Peter Dvorský (born 25 September 1951) is a Slovak operatic tenor. Possessing a lyrical voice with a soft, elastic tone, and warm and melodious timbre, Dvorský's repertoire concentrates on roles from the Italian and Slavic repertories. He has sung the leading lyric tenor roles in the Italian, Slavic, and French repertoire houses all over the world, with occasional forays into spinto roles.

He is regarded as among the greatest Slovak artists, and has been called one of the best tenors in the world. He is considered one of Slovakia's best known cultural figures, both nationally and internationally.

== Early life ==
Dvorský was born in Partizánske in Czechoslovakia (now in Slovakia). He has four brothers, three of whom are also successful opera singers: Jaroslav Dvorský, Miroslav Dvorský and Pavol Dvorský. His other brother, Vendelín Dvorský, is an economist.

Dvorský's musical talent was clear from an early age. He first studied piano, before turning to opera.

== Operatic career ==
Dvorský studied under Ida Černecká at the Bratislava State Conservatory. During the study, he made his professional opera debut at the Slovak National Theatre in 1972, as Lensky in Tchaikovsky's Eugene Onegin.

A year later, he won the national singing contest named after Mikuláš Schneider-Trnavský at Trnava in 1973. In 1974, he won the first prize at the international Tchaikovsky Competition in Moscow. As part of the prize, he was accepted into La Scala's Scuola di Perfezionamento.

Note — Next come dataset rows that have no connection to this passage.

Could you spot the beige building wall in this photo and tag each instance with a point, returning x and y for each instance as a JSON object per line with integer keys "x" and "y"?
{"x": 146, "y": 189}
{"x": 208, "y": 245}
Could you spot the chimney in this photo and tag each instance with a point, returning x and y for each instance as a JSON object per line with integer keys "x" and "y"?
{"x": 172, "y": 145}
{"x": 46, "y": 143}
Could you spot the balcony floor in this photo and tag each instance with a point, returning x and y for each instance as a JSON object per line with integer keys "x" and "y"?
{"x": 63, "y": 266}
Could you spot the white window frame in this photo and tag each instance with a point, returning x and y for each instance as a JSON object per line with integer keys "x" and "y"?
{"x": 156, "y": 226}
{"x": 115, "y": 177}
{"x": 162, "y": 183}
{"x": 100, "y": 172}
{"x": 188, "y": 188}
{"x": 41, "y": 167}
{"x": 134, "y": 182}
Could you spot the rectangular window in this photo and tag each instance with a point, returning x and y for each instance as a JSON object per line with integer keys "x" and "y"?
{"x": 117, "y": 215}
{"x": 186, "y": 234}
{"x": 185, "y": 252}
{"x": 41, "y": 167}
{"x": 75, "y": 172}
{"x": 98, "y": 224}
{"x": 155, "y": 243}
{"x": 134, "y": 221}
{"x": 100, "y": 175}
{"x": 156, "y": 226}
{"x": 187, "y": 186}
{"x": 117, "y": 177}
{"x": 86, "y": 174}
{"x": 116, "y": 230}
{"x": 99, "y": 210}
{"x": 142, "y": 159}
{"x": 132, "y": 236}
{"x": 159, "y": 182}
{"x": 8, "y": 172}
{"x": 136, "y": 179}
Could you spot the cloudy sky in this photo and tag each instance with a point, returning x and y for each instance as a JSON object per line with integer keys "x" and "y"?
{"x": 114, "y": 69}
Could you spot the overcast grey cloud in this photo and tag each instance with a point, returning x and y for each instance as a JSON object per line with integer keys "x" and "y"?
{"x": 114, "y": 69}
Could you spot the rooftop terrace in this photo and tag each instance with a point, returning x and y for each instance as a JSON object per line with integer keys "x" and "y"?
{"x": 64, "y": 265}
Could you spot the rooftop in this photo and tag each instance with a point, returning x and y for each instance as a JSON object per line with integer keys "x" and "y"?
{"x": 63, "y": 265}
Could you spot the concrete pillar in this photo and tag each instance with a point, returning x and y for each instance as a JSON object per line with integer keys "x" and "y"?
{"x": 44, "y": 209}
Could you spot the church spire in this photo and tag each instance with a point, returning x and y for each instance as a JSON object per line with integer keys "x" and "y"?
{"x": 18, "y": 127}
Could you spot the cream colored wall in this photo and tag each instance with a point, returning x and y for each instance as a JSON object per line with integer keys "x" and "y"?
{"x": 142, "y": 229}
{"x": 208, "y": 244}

In 1975, he won first place in the singing contest at the Geneva International Music Competition. He then entered a yearlong apprenticeship under Renata Carosia and Giuseppe Lugga at La Scala in Milan from 1976 to 1977.

In the following years, he quickly achieved international fame. He debuted at the Vienna State Opera, where he was particularly successful and popular, in 1976, at the New York Metropolitan Opera in 1977, and at La Scala, Milan in 1979. His Covent Garden debut was as the Duke in Verdi's Rigoletto in 1978.

Dvorský was highly esteemed by Luciano Pavarotti, who referred to him several times as "my legitimate successor". In these years he became one of the leading tenors worldwide. He received several distinctions, among others being a national artist and state prize-winner of the former Czechoslovakia.

On October 16, 1996, Dvorský resigned from his 24-year position at the Slovak National Theater (SND), in protest to Slovak Culture Minister Ivan Hudec's firing of director Dušan Jamrich. This event also prompted the resignation of former SND opera director Juraj Hrubant. Of his resignation, Dvorský said: "The reason why I have resigned is because of changes in SND... I left because I don't agree with a culture policy of this kind and also a transformation like this. Unfortunately, I cannot take it anymore."

Since 2006, Dvorský has been the lead tenor of the opera house in Košice.